Бог не "пахан" воспетый лжесвидетелями, а оклеветанный ими отец. Приютившийся в душе каждого, с детских прозрений: жалеющий, помогающий, пристыживающий - любящий, не потребует убить сына, дабы доказать ответную преданность. Люди исказили образ Бога, и корчится в  гримасе боли его творение - мир, его подобие - тварь...  Откликаясь на беснования человека, содрогается планета, бурлит солнце.  Рушится, пустеет дом безлюбовного, никчемного хозяина...

 "Бог есть Истина" (сура 31:29); "А если бы Истина последовала за их страстями, тогда пришли бы в расстройство небо и земля и те, кто в них" (сура 23:73). Коран. Да, исказив истину мы расстроили и небо и землю, и тех, кто в них.  Но это вовсе не значит, что Истина последовала за нашими страстями.

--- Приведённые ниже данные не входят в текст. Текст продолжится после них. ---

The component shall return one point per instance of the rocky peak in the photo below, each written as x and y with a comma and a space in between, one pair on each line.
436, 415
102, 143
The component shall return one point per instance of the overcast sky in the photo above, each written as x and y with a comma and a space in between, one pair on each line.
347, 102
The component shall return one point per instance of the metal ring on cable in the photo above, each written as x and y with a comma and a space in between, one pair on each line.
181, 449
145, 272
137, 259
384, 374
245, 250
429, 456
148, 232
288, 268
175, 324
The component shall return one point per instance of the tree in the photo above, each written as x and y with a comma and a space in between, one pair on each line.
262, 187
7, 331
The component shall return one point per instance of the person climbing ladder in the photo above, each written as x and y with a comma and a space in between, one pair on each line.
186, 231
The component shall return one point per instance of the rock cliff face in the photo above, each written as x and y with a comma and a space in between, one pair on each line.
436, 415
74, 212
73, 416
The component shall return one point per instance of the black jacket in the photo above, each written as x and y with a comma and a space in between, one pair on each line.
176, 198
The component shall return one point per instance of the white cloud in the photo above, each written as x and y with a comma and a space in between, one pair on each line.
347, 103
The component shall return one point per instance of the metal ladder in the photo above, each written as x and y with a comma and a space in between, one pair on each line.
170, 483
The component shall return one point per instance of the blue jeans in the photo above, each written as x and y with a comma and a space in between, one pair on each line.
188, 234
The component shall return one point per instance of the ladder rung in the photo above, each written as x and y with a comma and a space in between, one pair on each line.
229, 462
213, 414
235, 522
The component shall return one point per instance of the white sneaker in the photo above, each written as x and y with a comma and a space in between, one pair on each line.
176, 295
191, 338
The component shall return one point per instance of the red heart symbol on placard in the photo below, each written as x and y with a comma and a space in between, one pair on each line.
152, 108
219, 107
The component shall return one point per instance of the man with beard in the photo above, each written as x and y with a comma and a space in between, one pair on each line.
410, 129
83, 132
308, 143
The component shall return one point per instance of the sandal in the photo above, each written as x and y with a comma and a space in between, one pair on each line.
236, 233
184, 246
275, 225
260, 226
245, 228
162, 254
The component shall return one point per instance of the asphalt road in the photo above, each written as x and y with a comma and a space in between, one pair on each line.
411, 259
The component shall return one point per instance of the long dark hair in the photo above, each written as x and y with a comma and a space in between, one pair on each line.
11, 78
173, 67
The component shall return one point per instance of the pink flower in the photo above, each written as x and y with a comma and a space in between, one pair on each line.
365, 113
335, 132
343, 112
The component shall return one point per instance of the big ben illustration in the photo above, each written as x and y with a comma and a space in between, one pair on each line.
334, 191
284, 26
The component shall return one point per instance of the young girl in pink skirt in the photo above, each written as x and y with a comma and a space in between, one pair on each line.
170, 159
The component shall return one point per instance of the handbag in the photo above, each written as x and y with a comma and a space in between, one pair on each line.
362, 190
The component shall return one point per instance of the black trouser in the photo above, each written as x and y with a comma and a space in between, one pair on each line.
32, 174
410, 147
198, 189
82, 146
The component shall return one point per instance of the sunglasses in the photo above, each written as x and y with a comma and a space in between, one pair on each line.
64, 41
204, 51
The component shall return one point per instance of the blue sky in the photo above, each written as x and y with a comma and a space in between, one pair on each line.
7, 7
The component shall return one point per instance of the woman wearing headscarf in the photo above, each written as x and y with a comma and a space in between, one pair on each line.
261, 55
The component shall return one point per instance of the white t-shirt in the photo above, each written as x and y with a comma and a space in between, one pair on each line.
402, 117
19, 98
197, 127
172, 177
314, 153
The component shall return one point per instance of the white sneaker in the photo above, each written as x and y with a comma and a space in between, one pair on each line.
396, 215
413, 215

Бог, жалея нас, эхом отразил наше духовное несовершенство. Вернул, дал возможность прочувствовать, разглядеть, услышать себя самих - со стороны. Предоставил шанс...

Жизнь пронизана тайными связями, влечет в магию действия...

---

По стиханию фанфар, литавр и иных звуковых орудий:

Эх, жизнь, жизнь. Зло мира создано  людьми.  Гнезда, свои ли, чужие ли, разоряем мы - серые и жадные... Не хочу дроздом обмануться,  но и вороной побеждать не желаю... Не палачу, ни в палача не верю...  Делать то чего?

Учиться на ошибках, чего еще то? Ведь вот жили когда-то: пионер всем ребятам пример; человек человеку друг, товарищ и брат; труд - дело чести; в СССР секса нет...  И вправду ведь, не было пошлятины этой -  любовь была. В наших ли холодах конкурировать дроздами да воронами?  Семья  надежней, теплее.

Но обрыдла пресность. Зажгли глаза  неумеренность и вседозволенность. И вот - брат оказался волком, а труд сменился грабежом.

Все прийдет в свой черед... Не взрослеет народ в одночасье. Нетерпеж  для его тысячелетнего организма, что скоротечная чахотка - съест в одну ночь... Крышу надо было освежить - обрезали всю голову. Стеснялись себя, аукали чужебесием - откликнулось чуждым запашком... 

Ничего, ничего,  прокашляемся. Отправим очередных бесов с "новыми свиньями" по протоптанному маршруту... Переломный возраст... Дай-то Бог - повзрослеем... И тогда не только спасемся - спасем!